Durante a fala, ele chamou atenção para a necessidade de critérios mais rigorosos na escolha de pessoas responsáveis por crianças. “Todas as pessoas que cuidam de crianças na igreja, eu exijo antecedentes criminais. Porque nós temos que ter cuidado com as nossas crianças”, afirmou.
O bispo também destacou a importância de monitoramento e vigilância constante nesses ambientes. “Toda escolinha tem que ter câmera”, disse, ao reforçar que a prevenção deve ser tratada como prioridade dentro das instituições religiosas.
A declaração repercute em um contexto preocupante.
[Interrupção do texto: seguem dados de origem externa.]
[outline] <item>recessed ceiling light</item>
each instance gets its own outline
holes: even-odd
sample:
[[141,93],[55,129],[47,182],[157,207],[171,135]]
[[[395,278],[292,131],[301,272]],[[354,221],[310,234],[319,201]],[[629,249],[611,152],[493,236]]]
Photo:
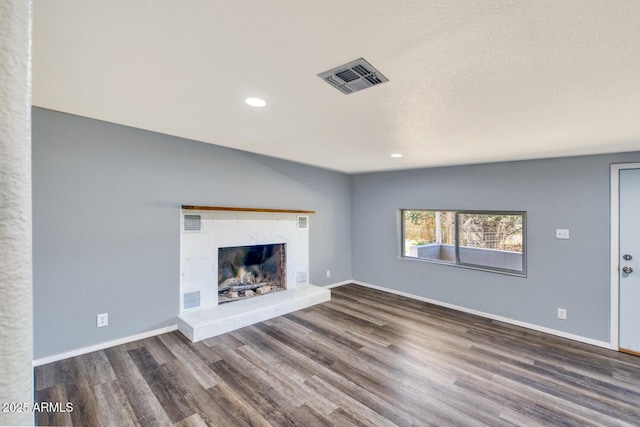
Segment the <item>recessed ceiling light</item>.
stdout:
[[244,100],[244,102],[251,105],[252,107],[264,107],[265,105],[267,105],[267,101],[260,98],[247,98]]
[[393,154],[391,155],[391,157],[392,157],[392,158],[394,158],[394,159],[399,159],[400,157],[402,157],[402,154],[400,154],[400,153],[393,153]]

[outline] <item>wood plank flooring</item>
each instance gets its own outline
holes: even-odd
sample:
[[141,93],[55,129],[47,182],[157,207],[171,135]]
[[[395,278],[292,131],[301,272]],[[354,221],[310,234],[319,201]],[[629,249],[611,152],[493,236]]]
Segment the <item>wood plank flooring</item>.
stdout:
[[39,425],[638,426],[640,357],[347,285],[196,344],[173,332],[35,369]]

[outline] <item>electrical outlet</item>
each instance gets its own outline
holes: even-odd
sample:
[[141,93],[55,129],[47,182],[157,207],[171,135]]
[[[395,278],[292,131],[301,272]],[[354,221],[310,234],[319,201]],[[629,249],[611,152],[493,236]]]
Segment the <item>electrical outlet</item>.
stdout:
[[109,313],[102,313],[96,316],[96,324],[98,328],[109,325]]
[[327,270],[327,277],[331,277],[331,270]]
[[567,309],[559,308],[558,309],[558,319],[567,320]]
[[557,228],[556,239],[569,239],[569,230]]

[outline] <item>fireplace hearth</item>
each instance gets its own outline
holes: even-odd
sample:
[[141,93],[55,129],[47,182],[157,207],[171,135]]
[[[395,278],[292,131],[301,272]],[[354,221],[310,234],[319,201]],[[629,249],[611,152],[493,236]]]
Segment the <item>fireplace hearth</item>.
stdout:
[[284,243],[218,249],[218,304],[283,291]]

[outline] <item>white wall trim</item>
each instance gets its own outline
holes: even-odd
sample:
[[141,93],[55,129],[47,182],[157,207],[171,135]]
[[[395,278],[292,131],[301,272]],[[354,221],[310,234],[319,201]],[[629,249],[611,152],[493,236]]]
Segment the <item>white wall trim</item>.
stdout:
[[567,333],[567,332],[558,331],[557,329],[546,328],[544,326],[534,325],[532,323],[521,322],[519,320],[513,320],[513,319],[509,319],[507,317],[502,317],[502,316],[496,316],[494,314],[485,313],[485,312],[478,311],[478,310],[472,310],[470,308],[461,307],[459,305],[449,304],[449,303],[438,301],[438,300],[434,300],[434,299],[431,299],[431,298],[425,298],[425,297],[421,297],[419,295],[414,295],[414,294],[410,294],[410,293],[407,293],[407,292],[397,291],[395,289],[385,288],[383,286],[372,285],[370,283],[361,282],[359,280],[352,280],[349,283],[355,283],[356,285],[365,286],[367,288],[377,289],[379,291],[389,292],[391,294],[400,295],[400,296],[411,298],[411,299],[415,299],[415,300],[418,300],[418,301],[428,302],[430,304],[439,305],[441,307],[451,308],[453,310],[462,311],[464,313],[475,314],[476,316],[485,317],[487,319],[492,319],[492,320],[497,320],[497,321],[500,321],[500,322],[508,323],[510,325],[521,326],[523,328],[532,329],[534,331],[544,332],[546,334],[555,335],[555,336],[562,337],[562,338],[568,338],[568,339],[573,340],[573,341],[578,341],[578,342],[582,342],[582,343],[585,343],[585,344],[591,344],[591,345],[595,345],[597,347],[603,347],[603,348],[610,349],[610,350],[617,350],[617,348],[611,347],[611,345],[606,341],[594,340],[592,338],[583,337],[581,335],[574,335],[574,334],[570,334],[570,333]]
[[337,288],[338,286],[348,285],[349,283],[355,283],[355,281],[354,280],[345,280],[345,281],[342,281],[342,282],[336,282],[336,283],[332,283],[330,285],[323,286],[323,288],[327,288],[327,289]]
[[[637,165],[636,167],[640,168],[640,163],[635,163],[635,165]],[[612,169],[613,169],[613,165],[612,165]],[[627,168],[627,169],[631,169],[631,168]],[[617,193],[616,193],[616,195],[617,195]],[[617,199],[617,196],[616,196],[616,199]],[[612,197],[612,200],[613,200],[613,197]],[[613,212],[613,208],[612,208],[612,212]],[[612,224],[613,224],[613,220],[612,220]],[[617,219],[616,219],[616,224],[617,224]],[[616,231],[616,233],[617,233],[617,231]],[[613,241],[613,233],[612,233],[612,241]],[[616,249],[616,252],[617,252],[617,249]],[[613,253],[613,250],[612,250],[612,253]],[[613,258],[613,255],[612,255],[612,260],[613,259],[614,258]],[[617,255],[616,255],[615,260],[617,260]],[[615,273],[616,273],[616,277],[615,277],[616,280],[615,281],[617,281],[617,268],[612,268],[612,270],[615,270]],[[612,283],[615,283],[615,281],[612,281]],[[323,287],[327,288],[327,289],[332,289],[332,288],[337,288],[339,286],[348,285],[350,283],[354,283],[354,284],[360,285],[360,286],[365,286],[365,287],[371,288],[371,289],[377,289],[379,291],[389,292],[391,294],[400,295],[400,296],[403,296],[403,297],[415,299],[415,300],[418,300],[418,301],[427,302],[427,303],[434,304],[434,305],[439,305],[441,307],[451,308],[453,310],[458,310],[458,311],[462,311],[464,313],[474,314],[476,316],[485,317],[485,318],[492,319],[492,320],[497,320],[497,321],[508,323],[508,324],[511,324],[511,325],[521,326],[523,328],[532,329],[532,330],[538,331],[538,332],[544,332],[546,334],[555,335],[555,336],[562,337],[562,338],[567,338],[567,339],[570,339],[570,340],[573,340],[573,341],[578,341],[578,342],[582,342],[582,343],[585,343],[585,344],[591,344],[591,345],[595,345],[597,347],[607,348],[607,349],[611,349],[611,350],[618,350],[618,342],[617,342],[618,341],[617,340],[617,328],[618,328],[617,312],[618,312],[618,307],[617,307],[617,304],[616,304],[616,307],[615,307],[615,312],[616,312],[616,319],[615,319],[616,335],[615,335],[615,338],[616,339],[615,339],[615,342],[614,342],[614,340],[613,340],[613,336],[614,335],[612,335],[612,342],[608,343],[606,341],[594,340],[592,338],[583,337],[581,335],[575,335],[575,334],[570,334],[570,333],[563,332],[563,331],[558,331],[557,329],[546,328],[544,326],[539,326],[539,325],[535,325],[535,324],[532,324],[532,323],[521,322],[519,320],[509,319],[507,317],[502,317],[502,316],[496,316],[494,314],[485,313],[485,312],[478,311],[478,310],[473,310],[473,309],[462,307],[462,306],[455,305],[455,304],[449,304],[449,303],[438,301],[438,300],[434,300],[434,299],[431,299],[431,298],[422,297],[420,295],[410,294],[408,292],[398,291],[398,290],[391,289],[391,288],[385,288],[384,286],[373,285],[371,283],[362,282],[360,280],[344,280],[342,282],[332,283],[330,285],[326,285],[326,286],[323,286]],[[613,294],[614,294],[614,289],[613,288],[614,288],[614,286],[612,286],[612,300],[613,300]],[[615,295],[616,295],[615,301],[617,301],[617,286],[615,286],[615,288],[616,288],[615,289]],[[613,302],[612,302],[612,312],[613,312]],[[613,323],[614,323],[613,316],[612,316],[611,323],[612,323],[612,332],[613,332]],[[93,345],[93,346],[79,348],[79,349],[76,349],[76,350],[71,350],[71,351],[68,351],[68,352],[65,352],[65,353],[55,354],[53,356],[43,357],[41,359],[34,360],[33,361],[33,366],[46,365],[47,363],[57,362],[59,360],[68,359],[70,357],[80,356],[80,355],[91,353],[91,352],[94,352],[94,351],[104,350],[106,348],[115,347],[117,345],[127,344],[127,343],[130,343],[130,342],[133,342],[133,341],[138,341],[138,340],[142,340],[142,339],[145,339],[145,338],[154,337],[156,335],[166,334],[168,332],[173,332],[173,331],[175,331],[177,329],[178,329],[177,325],[171,325],[171,326],[167,326],[167,327],[164,327],[164,328],[155,329],[153,331],[143,332],[141,334],[131,335],[131,336],[124,337],[124,338],[119,338],[119,339],[113,340],[113,341],[107,341],[107,342],[96,344],[96,345]]]
[[[322,286],[323,288],[331,289],[337,286],[348,285],[354,283],[353,280],[345,280],[342,282],[332,283],[330,285]],[[33,366],[46,365],[47,363],[57,362],[59,360],[68,359],[70,357],[81,356],[83,354],[91,353],[94,351],[104,350],[105,348],[115,347],[117,345],[127,344],[133,341],[143,340],[145,338],[154,337],[156,335],[166,334],[178,330],[178,325],[171,325],[165,328],[155,329],[149,332],[143,332],[141,334],[131,335],[124,338],[119,338],[113,341],[107,341],[100,344],[95,344],[89,347],[78,348],[75,350],[67,351],[65,353],[54,354],[53,356],[47,356],[33,361]]]
[[640,169],[640,163],[614,163],[611,165],[611,255],[610,279],[611,284],[611,348],[619,349],[620,338],[620,283],[618,267],[620,259],[620,171],[623,169]]
[[76,350],[67,351],[65,353],[54,354],[53,356],[43,357],[33,361],[33,366],[46,365],[47,363],[57,362],[59,360],[68,359],[70,357],[80,356],[83,354],[91,353],[98,350],[104,350],[105,348],[115,347],[117,345],[127,344],[133,341],[143,340],[145,338],[155,337],[156,335],[166,334],[178,329],[178,325],[171,325],[153,331],[143,332],[141,334],[131,335],[124,338],[119,338],[113,341],[107,341],[100,344],[92,345],[89,347],[78,348]]

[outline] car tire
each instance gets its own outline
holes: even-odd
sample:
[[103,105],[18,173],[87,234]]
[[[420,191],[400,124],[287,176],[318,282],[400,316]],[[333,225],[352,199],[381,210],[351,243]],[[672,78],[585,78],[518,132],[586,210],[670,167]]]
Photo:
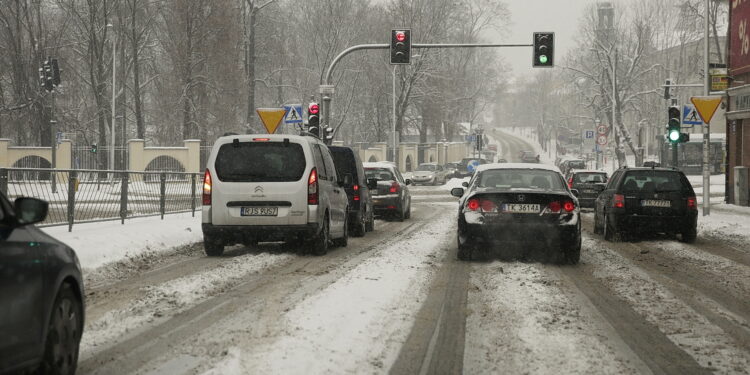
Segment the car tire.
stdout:
[[622,234],[610,224],[607,215],[604,215],[604,239],[609,242],[621,242]]
[[458,252],[456,257],[458,260],[472,260],[474,258],[474,249],[469,244],[461,244],[461,235],[456,235],[456,244],[458,245]]
[[210,257],[218,257],[224,253],[224,244],[215,238],[203,236],[203,249],[205,250],[206,255]]
[[411,219],[411,202],[409,202],[409,205],[406,206],[406,213],[404,214],[404,219]]
[[581,236],[578,235],[578,241],[574,246],[566,247],[563,249],[563,263],[564,264],[578,264],[581,260]]
[[349,218],[344,218],[344,236],[333,240],[333,245],[337,247],[349,246]]
[[82,318],[83,304],[70,284],[63,284],[52,305],[39,373],[75,374],[83,333]]
[[398,209],[398,213],[396,213],[396,219],[400,222],[403,222],[404,219],[406,219],[406,212],[404,211],[403,207]]
[[323,227],[320,228],[318,233],[310,243],[310,253],[317,256],[326,255],[328,253],[328,244],[331,241],[331,234],[328,228],[328,215],[323,218]]
[[602,234],[603,232],[604,230],[602,230],[602,224],[600,223],[599,215],[597,215],[595,211],[594,212],[594,234]]
[[698,237],[698,230],[696,228],[692,228],[681,233],[680,241],[685,243],[693,243],[695,242],[696,237]]
[[354,237],[364,237],[365,232],[367,232],[367,218],[365,217],[365,214],[360,214],[357,221],[354,223],[354,230],[352,231],[352,235]]
[[368,211],[367,213],[367,222],[365,223],[365,230],[368,232],[372,232],[375,230],[375,215],[372,213],[372,211]]

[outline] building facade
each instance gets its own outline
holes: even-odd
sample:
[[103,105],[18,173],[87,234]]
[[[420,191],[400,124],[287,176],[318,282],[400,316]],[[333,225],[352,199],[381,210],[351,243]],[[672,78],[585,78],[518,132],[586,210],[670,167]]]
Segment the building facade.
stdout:
[[[726,201],[735,199],[735,167],[750,167],[750,2],[731,1],[729,6],[730,87],[726,113]],[[740,189],[748,189],[747,186]],[[745,191],[744,193],[747,193]]]

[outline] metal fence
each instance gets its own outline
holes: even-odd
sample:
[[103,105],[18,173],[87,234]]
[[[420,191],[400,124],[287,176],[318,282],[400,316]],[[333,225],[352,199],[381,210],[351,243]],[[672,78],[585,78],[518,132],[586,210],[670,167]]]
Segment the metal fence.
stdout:
[[[54,176],[54,178],[53,178]],[[0,190],[11,201],[34,197],[49,202],[40,226],[121,220],[192,212],[200,208],[203,176],[184,172],[95,169],[0,168]]]

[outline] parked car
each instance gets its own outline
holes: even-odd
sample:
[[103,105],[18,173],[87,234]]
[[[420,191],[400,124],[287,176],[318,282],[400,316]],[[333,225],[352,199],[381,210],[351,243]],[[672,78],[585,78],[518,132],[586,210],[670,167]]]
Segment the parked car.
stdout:
[[393,216],[399,221],[411,217],[411,180],[405,180],[390,163],[364,163],[364,167],[367,179],[377,181],[377,189],[372,189],[375,215]]
[[411,182],[414,185],[426,184],[426,185],[437,185],[445,184],[448,180],[446,171],[442,165],[437,163],[422,163],[417,166],[411,177]]
[[596,199],[594,232],[607,241],[645,233],[681,235],[694,242],[698,205],[690,181],[671,168],[621,168]]
[[581,220],[575,192],[556,167],[519,163],[482,165],[464,188],[458,207],[458,258],[507,245],[541,242],[556,260],[578,263]]
[[73,374],[84,324],[75,251],[33,224],[48,204],[0,193],[0,373]]
[[498,163],[507,163],[508,161],[505,160],[505,159],[503,159],[503,158],[500,158],[500,159],[497,159],[497,162]]
[[586,162],[581,159],[568,159],[560,164],[560,170],[564,176],[574,169],[586,169]]
[[581,207],[594,208],[599,193],[607,185],[607,172],[574,169],[568,174],[568,187],[578,190]]
[[539,154],[534,151],[521,151],[522,163],[539,163]]
[[344,186],[349,198],[349,230],[355,237],[362,237],[365,232],[375,229],[372,195],[362,161],[359,155],[349,147],[329,146],[328,148],[331,150],[333,163],[336,164],[336,172],[339,175],[351,176],[352,183]]
[[463,158],[458,162],[458,171],[456,172],[457,178],[464,178],[474,174],[474,171],[469,171],[469,163],[477,161],[479,165],[488,164],[487,160],[482,158]]
[[445,163],[443,166],[443,169],[445,169],[445,174],[448,176],[448,178],[456,178],[456,173],[458,173],[458,162],[453,163]]
[[219,138],[208,157],[202,229],[209,256],[235,243],[287,241],[316,255],[346,246],[351,176],[313,136],[248,134]]

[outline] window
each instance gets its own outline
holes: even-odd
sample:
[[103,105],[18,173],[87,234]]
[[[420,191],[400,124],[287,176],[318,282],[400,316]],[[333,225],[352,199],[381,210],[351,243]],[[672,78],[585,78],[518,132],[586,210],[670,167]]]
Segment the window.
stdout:
[[607,175],[604,173],[576,173],[573,176],[573,182],[582,184],[596,184],[607,182]]
[[318,168],[318,178],[321,180],[328,179],[328,173],[326,173],[326,165],[323,162],[323,153],[320,151],[320,145],[313,145],[313,154],[315,155],[315,165]]
[[365,176],[368,179],[374,178],[378,181],[395,181],[393,174],[386,168],[365,168]]
[[630,171],[622,183],[625,192],[687,192],[680,174],[673,171]]
[[434,164],[420,164],[417,167],[417,170],[418,171],[429,171],[429,172],[432,172],[432,171],[437,170],[437,168],[435,167]]
[[560,176],[552,171],[534,169],[490,169],[479,178],[478,186],[496,189],[565,190]]
[[298,181],[307,162],[298,143],[227,143],[216,155],[216,177],[227,182]]
[[620,179],[620,175],[621,175],[621,174],[622,174],[622,172],[620,172],[620,171],[616,171],[616,172],[615,172],[615,173],[614,173],[614,174],[612,175],[612,178],[610,178],[610,179],[609,179],[609,183],[607,184],[607,190],[610,190],[610,189],[614,189],[614,188],[615,188],[615,186],[617,186],[617,180],[619,180],[619,179]]
[[333,162],[331,152],[328,151],[328,147],[321,147],[320,151],[323,153],[323,161],[326,164],[326,173],[328,174],[329,179],[336,181],[336,164]]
Dados do Fórum Brasileiro de Segurança Pública indicam que milhares de crianças e adolescentes são vítimas de violência todos os anos no país, muitas vezes em ambientes considerados seguros e de confiança. Já levantamentos do UNICEF apontam que a violência infantil é uma realidade global, frequentemente marcada pela subnotificação.
Especialistas em proteção infantil defendem que medidas como verificação de antecedentes, supervisão constante e uso de tecnologia são essenciais para reduzir riscos. Em escolas e instituições formais, por exemplo, esses protocolos já fazem parte das diretrizes de segurança.
Com forte presença digital, Bruno Leonardo se tornou uma das principais vozes religiosas nas redes sociais, o que amplia o alcance de suas declarações. Ao abordar o tema, ele também chamou atenção para a necessidade de maior debate dentro das igrejas. “As coisas estão acontecendo e nós temos que vigiar. A igreja tem que abrir os olhos pra isso”, declarou.
A fala reforça uma discussão cada vez mais necessária: como garantir que espaços de acolhimento também sejam ambientes seguros. Em meio a dados alarmantes e casos recorrentes, o tema exige não apenas posicionamentos, mas ações concretas de prevenção e responsabilidade coletiva.